Venezuelanos usam WhatsApp para encontrar vítimas de terremoto em meio ao silêncio oficial
A comunicação em massa via WhatsApp se tornou uma ferramenta vital para venezuelanos que buscam notícias de entes queridos após os recentes terremotos que devastaram a costa caribenha do país. Em meio a informações oficiais limitadas, grupos no aplicativo se transformaram em redes improvisadas de resposta a emergências.
Milhares de pessoas, tanto na Venezuela quanto na diáspora, recorrem a esses grupos para compartilhar informações sobre desaparecidos, edifícios danificados e operações de resgate. A urgência e a falta de dados concretos das autoridades impulsionam a colaboração voluntária.
Essas redes não oficiais funcionam como um registro dinâmico de desaparecidos, onde voluntários compilam dados de hospitais, verificam relatos e ajudam a rastrear a localização de pessoas. Conforme informações divulgadas por veículos de comunicação, a iniciativa surge como resposta direta a um “vazio ensurdecedor de informações por parte do governo”.
A força da colaboração digital em tempos de crise
As mensagens fluem incessantemente em grupos que reúnem centenas de pessoas. Pedidos como “Alguém viu este homem? É meu avô. Ele morava no Residencias Caribe. Não temos notícias dele desde quarta-feira” são comuns. Outros buscam listas de desaparecidos de edifícios específicos, como “Alguém pode enviar a lista mais recente de desaparecidos do Residencias Vista Mar, em Playa Grande? Estou procurando minha madrinha.”.
Esses grupos se tornaram essenciais para preencher o vácuo deixado pela falta de comunicação oficial. Carlos Delgado, pesquisador de comunicação da Universidad Católica Andrés Bello, destaca que “esses grupos de WhatsApp surgem por pura necessidade, mas também pela disposição das pessoas em colaborar”. A falta de informações governamentais força os cidadãos a se organizarem.
Compartilhamento de fotos e vídeos para identificação
Fotos de pessoas de todas as idades, casais, avós com netos e idosos sozinhos são compartilhadas, muitas vezes acompanhadas de listas manuscritas de pacientes em hospitais. Mensagens de voz de locais de resgate e vídeos, mesmo os mais explícitos, têm auxiliado na identificação de parentes desaparecidos há dias. Embora alguns membros rejeitem imagens mais chocantes, outros as consideram cruciais para encontrar seus entes queridos.
Jeffrey Ramos, um venezuelano que vive no Chile, transformou sua participação nesses grupos em uma missão de tempo integral. Ele ajudou a reconstruir o paradeiro de uma família que buscava a manicure de sua cunhada, confirmando a morte da mãe e dos três filhos no desabamento do Residencias Caribe. Ramos estima ter ajudado a identificar pelo menos 10 vítimas desde então.
Desespero e esperança em cada notificação
Para famílias angustiadas, cada notificação no WhatsApp traz a esperança de uma notícia, mas também a possibilidade de uma tragédia. O número de mortos já ultrapassa 1.450, segundo dados oficiais. Hazel Gonzàlez, que vive em Carabobo, relata ter entrado em diferentes grupos para buscar amigos desaparecidos em La Guaira, e infelizmente, três deles foram encontrados mortos. Ela também conseguiu reunir uma criança com sua família.

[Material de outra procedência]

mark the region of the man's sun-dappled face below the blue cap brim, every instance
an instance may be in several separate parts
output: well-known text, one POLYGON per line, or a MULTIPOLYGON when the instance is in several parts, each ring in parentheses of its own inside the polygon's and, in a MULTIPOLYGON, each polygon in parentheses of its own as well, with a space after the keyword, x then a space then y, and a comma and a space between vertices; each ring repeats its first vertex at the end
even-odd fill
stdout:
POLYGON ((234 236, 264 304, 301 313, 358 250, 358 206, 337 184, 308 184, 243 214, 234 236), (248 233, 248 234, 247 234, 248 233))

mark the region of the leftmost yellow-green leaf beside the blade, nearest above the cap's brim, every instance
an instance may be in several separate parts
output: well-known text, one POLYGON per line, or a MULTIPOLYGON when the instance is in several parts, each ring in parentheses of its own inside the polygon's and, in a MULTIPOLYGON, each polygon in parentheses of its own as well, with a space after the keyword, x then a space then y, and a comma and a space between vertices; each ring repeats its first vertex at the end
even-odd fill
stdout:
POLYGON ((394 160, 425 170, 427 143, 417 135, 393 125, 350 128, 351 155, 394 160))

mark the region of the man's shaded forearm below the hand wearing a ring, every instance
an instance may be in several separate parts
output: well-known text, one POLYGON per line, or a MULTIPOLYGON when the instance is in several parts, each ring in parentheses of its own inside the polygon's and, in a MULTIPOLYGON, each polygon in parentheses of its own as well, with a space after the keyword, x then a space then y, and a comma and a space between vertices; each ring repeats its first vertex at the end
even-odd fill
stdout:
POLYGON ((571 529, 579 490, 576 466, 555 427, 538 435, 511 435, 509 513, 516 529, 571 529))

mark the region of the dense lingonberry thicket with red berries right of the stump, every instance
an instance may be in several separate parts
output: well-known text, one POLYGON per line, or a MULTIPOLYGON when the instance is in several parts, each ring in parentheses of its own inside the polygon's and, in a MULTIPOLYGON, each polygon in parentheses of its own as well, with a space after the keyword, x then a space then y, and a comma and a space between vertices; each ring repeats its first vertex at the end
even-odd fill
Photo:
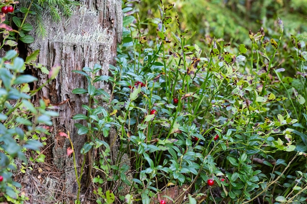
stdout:
POLYGON ((249 44, 207 37, 201 47, 173 9, 161 3, 144 23, 124 8, 109 112, 132 185, 126 196, 110 190, 127 203, 303 203, 307 174, 294 166, 306 156, 305 44, 283 42, 277 20, 267 34, 250 31, 249 44))

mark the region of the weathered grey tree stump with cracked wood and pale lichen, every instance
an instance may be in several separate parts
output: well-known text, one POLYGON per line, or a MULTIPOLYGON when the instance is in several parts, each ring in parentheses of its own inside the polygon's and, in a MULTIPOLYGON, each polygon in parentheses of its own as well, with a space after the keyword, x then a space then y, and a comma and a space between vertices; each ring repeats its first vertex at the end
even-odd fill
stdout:
MULTIPOLYGON (((66 150, 70 147, 69 140, 59 136, 60 132, 70 132, 73 140, 77 165, 81 166, 80 149, 83 146, 84 136, 77 135, 77 129, 72 120, 77 113, 86 114, 82 109, 87 104, 86 95, 72 94, 76 88, 87 88, 87 81, 82 75, 72 70, 82 70, 83 67, 93 68, 96 63, 102 65, 103 71, 98 74, 108 74, 109 64, 114 63, 117 43, 121 41, 122 9, 121 0, 84 0, 70 19, 60 23, 52 23, 50 16, 44 20, 48 24, 48 36, 35 37, 35 42, 28 46, 28 52, 40 50, 38 63, 47 68, 59 64, 61 70, 55 80, 34 98, 34 102, 45 96, 51 103, 59 103, 69 99, 69 102, 60 106, 59 117, 53 119, 53 130, 48 140, 44 164, 35 164, 36 169, 42 171, 31 173, 25 178, 26 195, 29 203, 72 203, 76 199, 77 181, 74 172, 73 158, 68 157, 66 150), (37 174, 38 173, 38 176, 37 174)), ((40 70, 31 70, 39 78, 36 86, 41 86, 47 80, 46 74, 40 70)), ((100 85, 108 91, 107 85, 100 85)), ((78 168, 78 173, 80 168, 78 168)), ((83 177, 86 177, 84 174, 83 177)), ((87 189, 82 189, 83 193, 87 189)), ((81 196, 82 197, 82 196, 81 196)), ((85 202, 86 199, 83 198, 85 202)), ((86 201, 86 203, 92 203, 86 201)))

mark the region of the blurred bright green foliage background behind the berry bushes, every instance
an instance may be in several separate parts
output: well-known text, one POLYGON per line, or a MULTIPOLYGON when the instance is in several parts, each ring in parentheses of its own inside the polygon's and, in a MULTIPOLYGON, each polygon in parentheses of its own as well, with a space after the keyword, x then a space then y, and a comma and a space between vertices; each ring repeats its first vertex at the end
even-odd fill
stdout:
MULTIPOLYGON (((131 2, 135 2, 132 0, 131 2)), ((206 38, 224 39, 227 43, 248 43, 249 30, 260 27, 266 34, 274 35, 269 28, 280 18, 285 34, 298 33, 299 40, 307 40, 307 0, 166 0, 163 4, 175 4, 171 12, 179 16, 181 30, 191 28, 190 44, 201 45, 206 38)), ((158 0, 139 0, 135 3, 144 28, 156 24, 159 17, 158 0)), ((175 19, 173 19, 175 23, 175 19)), ((153 32, 153 29, 149 29, 153 32)), ((149 33, 151 34, 151 33, 149 33)), ((151 35, 154 36, 154 35, 151 35)))

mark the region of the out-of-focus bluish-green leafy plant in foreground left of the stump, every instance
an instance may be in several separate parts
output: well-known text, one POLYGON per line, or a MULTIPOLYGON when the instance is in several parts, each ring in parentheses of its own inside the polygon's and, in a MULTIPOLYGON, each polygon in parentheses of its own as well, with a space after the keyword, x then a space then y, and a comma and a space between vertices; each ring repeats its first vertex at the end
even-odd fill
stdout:
MULTIPOLYGON (((46 140, 46 137, 38 137, 39 134, 49 134, 45 128, 52 124, 51 117, 57 113, 48 110, 43 100, 40 106, 34 107, 31 103, 33 96, 39 89, 30 91, 29 83, 37 79, 31 75, 22 74, 24 67, 36 59, 37 53, 28 56, 26 62, 18 57, 14 50, 9 50, 0 58, 0 202, 23 202, 27 198, 20 195, 18 190, 21 185, 13 181, 13 173, 18 169, 30 168, 25 156, 27 150, 36 150, 46 140), (22 161, 16 166, 15 159, 22 161)), ((51 68, 49 80, 57 75, 59 68, 51 68)), ((33 154, 35 156, 36 153, 33 154)), ((33 161, 33 160, 32 160, 33 161)))

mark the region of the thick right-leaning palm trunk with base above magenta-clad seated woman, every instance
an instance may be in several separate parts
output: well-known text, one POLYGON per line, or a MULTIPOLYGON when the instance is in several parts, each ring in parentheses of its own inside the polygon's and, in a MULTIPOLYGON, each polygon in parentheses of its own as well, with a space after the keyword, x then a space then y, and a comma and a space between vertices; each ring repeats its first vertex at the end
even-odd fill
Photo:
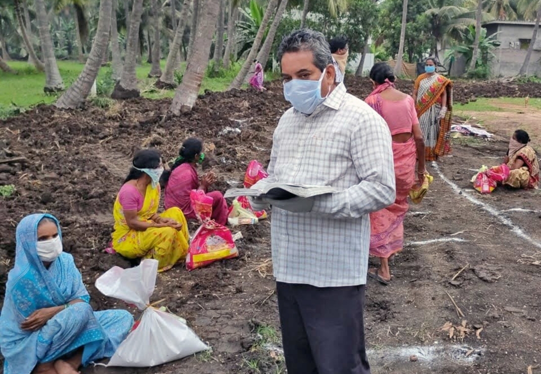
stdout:
POLYGON ((180 115, 181 111, 192 110, 195 104, 204 72, 207 69, 208 55, 212 36, 216 29, 215 20, 220 10, 220 4, 215 0, 206 0, 200 10, 202 13, 201 23, 197 28, 194 40, 194 45, 197 45, 197 48, 188 60, 182 83, 177 87, 171 103, 170 110, 175 115, 180 115))

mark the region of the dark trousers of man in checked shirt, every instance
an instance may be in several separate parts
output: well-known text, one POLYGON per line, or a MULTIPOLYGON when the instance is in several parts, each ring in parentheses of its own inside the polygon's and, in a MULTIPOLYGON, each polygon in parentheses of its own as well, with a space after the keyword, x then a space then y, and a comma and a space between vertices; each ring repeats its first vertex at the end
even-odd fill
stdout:
POLYGON ((365 285, 318 288, 276 282, 288 374, 370 374, 365 285))

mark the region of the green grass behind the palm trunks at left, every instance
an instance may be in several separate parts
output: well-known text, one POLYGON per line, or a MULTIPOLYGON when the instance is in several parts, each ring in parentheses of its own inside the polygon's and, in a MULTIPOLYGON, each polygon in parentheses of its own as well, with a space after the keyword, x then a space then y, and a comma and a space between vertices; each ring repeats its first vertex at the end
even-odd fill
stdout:
MULTIPOLYGON (((162 60, 162 69, 166 61, 162 60)), ((23 61, 10 61, 9 65, 12 69, 18 71, 17 75, 12 75, 0 71, 0 119, 9 116, 17 115, 31 106, 38 104, 52 104, 60 94, 47 95, 43 92, 45 84, 45 74, 38 72, 33 66, 23 61)), ((64 85, 69 87, 84 68, 84 64, 75 61, 58 61, 58 69, 64 85)), ((204 91, 225 91, 239 72, 240 63, 236 63, 229 70, 220 70, 219 74, 214 77, 207 75, 201 83, 200 93, 204 91)), ((186 69, 186 63, 181 64, 179 69, 181 73, 186 69)), ((154 87, 155 78, 148 78, 150 64, 147 62, 137 66, 137 78, 139 79, 139 88, 141 96, 150 99, 172 98, 175 96, 174 90, 158 90, 154 87)), ((98 74, 97 81, 105 79, 110 75, 110 66, 103 66, 98 74)), ((266 80, 275 79, 276 74, 266 74, 266 80)))

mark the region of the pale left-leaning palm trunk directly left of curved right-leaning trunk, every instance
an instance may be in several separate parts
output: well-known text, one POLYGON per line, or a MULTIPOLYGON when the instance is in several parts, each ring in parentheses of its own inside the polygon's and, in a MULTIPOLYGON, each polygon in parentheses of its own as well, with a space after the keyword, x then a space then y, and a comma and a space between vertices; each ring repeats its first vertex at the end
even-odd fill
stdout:
POLYGON ((43 91, 56 92, 64 89, 64 82, 60 76, 55 58, 55 50, 52 46, 51 33, 49 32, 49 21, 44 0, 36 0, 36 16, 39 25, 39 39, 41 51, 45 62, 45 86, 43 91))

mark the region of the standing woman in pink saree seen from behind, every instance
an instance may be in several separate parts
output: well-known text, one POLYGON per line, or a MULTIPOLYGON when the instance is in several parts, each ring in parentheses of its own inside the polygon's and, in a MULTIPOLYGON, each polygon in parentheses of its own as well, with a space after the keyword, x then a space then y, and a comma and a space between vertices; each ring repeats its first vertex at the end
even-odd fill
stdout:
POLYGON ((391 66, 377 63, 370 71, 374 90, 365 100, 385 119, 393 138, 394 175, 397 197, 393 204, 370 213, 370 254, 379 257, 380 268, 368 270, 368 276, 382 284, 391 280, 388 259, 404 245, 404 216, 408 210, 408 193, 425 175, 425 143, 419 127, 413 98, 394 88, 391 66))

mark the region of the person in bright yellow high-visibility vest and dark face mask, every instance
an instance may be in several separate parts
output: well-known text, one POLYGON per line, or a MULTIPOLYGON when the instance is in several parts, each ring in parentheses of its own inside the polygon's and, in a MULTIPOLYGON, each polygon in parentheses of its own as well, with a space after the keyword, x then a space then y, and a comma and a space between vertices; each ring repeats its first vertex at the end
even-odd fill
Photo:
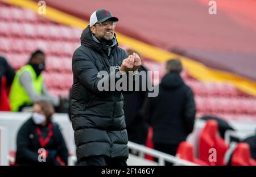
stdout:
POLYGON ((28 64, 18 70, 9 95, 11 111, 22 111, 38 100, 48 100, 54 106, 59 106, 59 98, 50 95, 43 82, 41 73, 46 68, 45 60, 46 55, 36 50, 28 64))

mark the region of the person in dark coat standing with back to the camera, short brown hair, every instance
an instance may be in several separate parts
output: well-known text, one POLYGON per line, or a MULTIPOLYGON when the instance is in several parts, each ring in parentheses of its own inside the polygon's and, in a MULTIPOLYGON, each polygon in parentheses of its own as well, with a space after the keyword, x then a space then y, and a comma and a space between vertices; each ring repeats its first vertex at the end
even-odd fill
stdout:
POLYGON ((181 70, 179 60, 167 61, 159 95, 149 97, 144 105, 145 119, 153 127, 154 148, 171 155, 192 132, 196 114, 193 91, 180 77, 181 70))

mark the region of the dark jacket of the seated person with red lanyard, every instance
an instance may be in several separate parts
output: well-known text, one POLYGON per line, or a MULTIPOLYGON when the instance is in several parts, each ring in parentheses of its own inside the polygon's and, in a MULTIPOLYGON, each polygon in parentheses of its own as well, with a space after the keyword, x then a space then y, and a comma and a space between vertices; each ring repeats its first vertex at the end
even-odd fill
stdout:
POLYGON ((16 163, 19 165, 60 165, 56 157, 59 156, 61 160, 67 165, 68 163, 68 149, 64 138, 60 132, 60 127, 56 123, 52 123, 53 135, 48 144, 43 147, 49 154, 46 162, 38 161, 38 150, 42 148, 39 143, 36 127, 39 127, 43 139, 47 137, 49 128, 36 125, 30 118, 22 127, 20 127, 16 144, 16 163))

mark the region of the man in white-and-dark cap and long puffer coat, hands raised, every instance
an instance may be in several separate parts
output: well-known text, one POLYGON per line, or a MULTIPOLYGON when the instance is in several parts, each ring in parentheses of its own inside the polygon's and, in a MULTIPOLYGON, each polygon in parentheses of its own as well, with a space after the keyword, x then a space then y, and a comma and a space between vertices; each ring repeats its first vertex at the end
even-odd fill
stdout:
MULTIPOLYGON (((125 74, 141 66, 138 54, 127 56, 118 47, 114 34, 117 21, 108 10, 93 12, 90 25, 82 32, 81 46, 73 54, 71 119, 79 165, 127 165, 128 138, 122 96, 125 91, 98 88, 102 79, 110 85, 110 78, 118 78, 119 71, 125 74), (99 78, 100 71, 107 72, 108 77, 99 78)), ((133 81, 134 77, 129 79, 133 81)))

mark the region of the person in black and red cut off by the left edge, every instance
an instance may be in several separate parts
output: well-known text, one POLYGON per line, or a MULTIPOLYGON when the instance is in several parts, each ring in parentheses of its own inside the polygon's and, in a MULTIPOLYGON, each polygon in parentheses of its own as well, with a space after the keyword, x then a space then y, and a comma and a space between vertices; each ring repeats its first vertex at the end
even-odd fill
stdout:
POLYGON ((0 111, 10 111, 8 95, 14 75, 14 69, 0 56, 0 111))

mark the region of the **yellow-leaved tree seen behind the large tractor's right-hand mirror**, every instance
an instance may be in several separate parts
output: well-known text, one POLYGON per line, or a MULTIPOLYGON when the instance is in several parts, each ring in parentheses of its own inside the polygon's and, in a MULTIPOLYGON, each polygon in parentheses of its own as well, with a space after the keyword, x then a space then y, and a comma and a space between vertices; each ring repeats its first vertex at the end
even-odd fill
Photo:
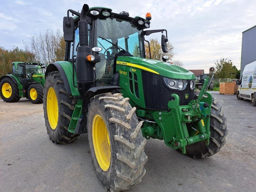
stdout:
MULTIPOLYGON (((151 59, 162 60, 163 55, 167 55, 169 57, 169 60, 172 60, 174 56, 174 51, 173 51, 174 46, 170 41, 167 42, 167 49, 168 49, 167 53, 164 53, 162 51, 161 43, 159 43, 159 41, 156 38, 150 39, 149 44, 150 44, 151 59)), ((146 58, 150 58, 147 42, 145 42, 145 52, 146 52, 146 58)))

Gaby Gil, em Caracas, descreve a dinâmica como “uma corrente de favores”. Ela ainda procura o pai e a tia de uma amiga em um bairro onde as equipes de resgate ainda não chegaram. A frustração com a resposta governamental é palpável, com muitos participantes expressando descontentamento com a organização das operações. O governo anunciou a criação de um site e uma linha telefônica para monitorar desaparecidos e oferecer apoio psicológico, mas muitos acreditam que a realidade é mais grave do que os números oficiais.
A busca por respostas em meio à incerteza
Paula Onorato, nos Estados Unidos, busca uma sobrinha e amigos de sua sobrinha. Ela ressalta que, embora as informações no WhatsApp nem sempre sejam precisas, elas servem como um ponto de partida crucial. “Infelizmente, não há informação oficial, e isso nos deixa a todos desesperados”, afirma. Ela admira a capacidade de improviso dos venezuelanos em ajudar uns aos outros.
Delgado pondera que, embora as redes sociais sejam “uma forma fantástica de alinhar esforços voluntários durante uma emergência”, elas “não são tão eficazes para organizar a resposta em si”, pois isso exige liderança, algo que, segundo ele, está faltando. O Ministério da Informação da Venezuela não respondeu imediatamente a um pedido de comentário. A presidente interina, Delcy Rodríguez, agradeceu às equipes de resgate e prometeu manter os esforços nas áreas afetadas.